# Pull ups,push ups and running!



## Vvitto (Aug 27, 2001)

Hello everyone, 

I have been reading your postings for a while and I found it that here are many knowledgeable guys with very interesting and educative issues. 


I have been working out for almost 4 years , doing weights and running . I do go to the Gym 4 times a week ,sometimes 5 times and work out for around an hour. I am 35 years old, 6`2`` and 190lb. 

I am in good shape with a little fat on my lower abs. 

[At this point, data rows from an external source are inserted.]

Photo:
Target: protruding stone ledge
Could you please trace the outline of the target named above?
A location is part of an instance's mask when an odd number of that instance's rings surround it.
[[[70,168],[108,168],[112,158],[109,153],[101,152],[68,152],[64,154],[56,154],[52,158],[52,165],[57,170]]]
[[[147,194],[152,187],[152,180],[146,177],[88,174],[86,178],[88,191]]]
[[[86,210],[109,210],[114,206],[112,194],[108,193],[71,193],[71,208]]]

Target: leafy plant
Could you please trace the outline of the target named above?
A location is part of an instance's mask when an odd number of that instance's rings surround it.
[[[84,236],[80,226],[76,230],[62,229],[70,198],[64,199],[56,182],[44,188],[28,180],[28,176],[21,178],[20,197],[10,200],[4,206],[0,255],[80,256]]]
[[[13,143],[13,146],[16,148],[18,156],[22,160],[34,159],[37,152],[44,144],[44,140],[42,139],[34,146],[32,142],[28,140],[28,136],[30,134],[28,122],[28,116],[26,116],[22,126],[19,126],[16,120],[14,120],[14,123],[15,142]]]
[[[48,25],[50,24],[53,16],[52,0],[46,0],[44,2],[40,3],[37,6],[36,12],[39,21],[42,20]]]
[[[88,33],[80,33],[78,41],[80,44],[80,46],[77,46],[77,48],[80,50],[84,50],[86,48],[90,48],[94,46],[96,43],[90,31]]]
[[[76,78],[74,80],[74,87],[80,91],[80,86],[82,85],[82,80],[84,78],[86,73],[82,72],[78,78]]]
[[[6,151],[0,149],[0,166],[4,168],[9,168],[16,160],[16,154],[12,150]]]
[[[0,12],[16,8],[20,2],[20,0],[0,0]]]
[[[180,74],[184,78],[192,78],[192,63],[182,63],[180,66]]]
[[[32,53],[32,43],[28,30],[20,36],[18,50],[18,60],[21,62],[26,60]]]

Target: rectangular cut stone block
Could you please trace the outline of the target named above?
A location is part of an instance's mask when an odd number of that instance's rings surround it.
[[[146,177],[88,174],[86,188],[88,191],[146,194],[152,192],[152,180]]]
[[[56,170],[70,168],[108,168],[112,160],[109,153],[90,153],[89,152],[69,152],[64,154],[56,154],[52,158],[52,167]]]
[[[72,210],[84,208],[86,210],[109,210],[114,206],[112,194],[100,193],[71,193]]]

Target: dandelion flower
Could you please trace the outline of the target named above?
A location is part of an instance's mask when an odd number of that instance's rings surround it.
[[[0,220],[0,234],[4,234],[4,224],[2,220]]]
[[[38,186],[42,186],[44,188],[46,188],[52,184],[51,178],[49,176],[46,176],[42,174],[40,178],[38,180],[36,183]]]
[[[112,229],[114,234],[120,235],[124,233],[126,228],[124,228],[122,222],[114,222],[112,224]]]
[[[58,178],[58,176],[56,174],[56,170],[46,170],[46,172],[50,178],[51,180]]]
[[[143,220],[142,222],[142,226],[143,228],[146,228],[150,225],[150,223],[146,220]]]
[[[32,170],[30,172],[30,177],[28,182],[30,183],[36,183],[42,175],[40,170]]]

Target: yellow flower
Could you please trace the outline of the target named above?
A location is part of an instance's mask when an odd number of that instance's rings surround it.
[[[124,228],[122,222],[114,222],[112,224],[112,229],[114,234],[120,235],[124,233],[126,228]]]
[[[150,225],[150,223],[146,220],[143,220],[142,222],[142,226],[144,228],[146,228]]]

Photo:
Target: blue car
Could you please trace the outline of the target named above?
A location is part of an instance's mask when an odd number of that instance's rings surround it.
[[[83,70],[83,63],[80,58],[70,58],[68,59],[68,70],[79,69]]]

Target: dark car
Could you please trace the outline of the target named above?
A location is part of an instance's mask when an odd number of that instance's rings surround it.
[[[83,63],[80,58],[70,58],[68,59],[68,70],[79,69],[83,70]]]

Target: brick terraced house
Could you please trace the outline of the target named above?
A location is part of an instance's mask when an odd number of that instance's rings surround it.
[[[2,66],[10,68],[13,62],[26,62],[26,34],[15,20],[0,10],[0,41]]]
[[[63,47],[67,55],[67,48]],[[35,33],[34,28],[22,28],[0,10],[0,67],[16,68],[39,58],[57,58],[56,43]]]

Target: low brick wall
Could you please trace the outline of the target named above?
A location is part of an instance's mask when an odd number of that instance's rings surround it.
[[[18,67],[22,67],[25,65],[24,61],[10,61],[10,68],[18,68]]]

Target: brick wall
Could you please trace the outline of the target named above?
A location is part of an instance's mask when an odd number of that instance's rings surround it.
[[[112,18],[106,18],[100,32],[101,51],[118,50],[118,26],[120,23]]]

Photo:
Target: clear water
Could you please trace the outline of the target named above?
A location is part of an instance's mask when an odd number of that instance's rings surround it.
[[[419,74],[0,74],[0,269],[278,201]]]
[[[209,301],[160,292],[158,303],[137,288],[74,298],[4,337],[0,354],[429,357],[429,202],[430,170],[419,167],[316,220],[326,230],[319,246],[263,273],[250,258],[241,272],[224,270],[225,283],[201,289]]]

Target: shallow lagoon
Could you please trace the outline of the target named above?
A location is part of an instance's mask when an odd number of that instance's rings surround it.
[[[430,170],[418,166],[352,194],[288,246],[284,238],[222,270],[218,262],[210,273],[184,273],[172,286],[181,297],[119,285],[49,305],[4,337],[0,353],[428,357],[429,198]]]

I am going to change my routine for a while and start doing pull ups( I have a strong beam in my garage) push ups,sit ups and running at least 3 or 4 times a week. 

How important and beneficial are the pull ups? What can you achieve by doing them on a regular basis. I can do 17 pull ups first set and 3 more sets of 10 pull ups. 

How about push ups? Could you suggest a routine ,maybe? 


I know the most of you guys are into heavy body building and I hope you wont mind my questions and give me some knowledgeable input. 

Thanks a lot , 

Peace and health,


----------



## Arnold (Aug 27, 2001)

Welcome!

I think that pull-ups are a valuable exercise that many lifters don't use. If you're able to do 17 pull-ups it's probably about time that you look at getting a belt and chain to add weight to yourself.

As far as push-ups, I like to use them as a warm-up when I work chest & tri's, that's about it.

What exactly are your goals?

As far as the fat on your abs, let's have a look at your current diet.


------------------
_Just because the majority believes it, does not make it true!_


----------



## Vvitto (Aug 27, 2001)

Hi
Thanks for your quick reply!

I have been reading many postings at many website forums at I some mixed messages about diet and workout routine..I guees  everyone is different and what work s for one doesnt apply to everyone.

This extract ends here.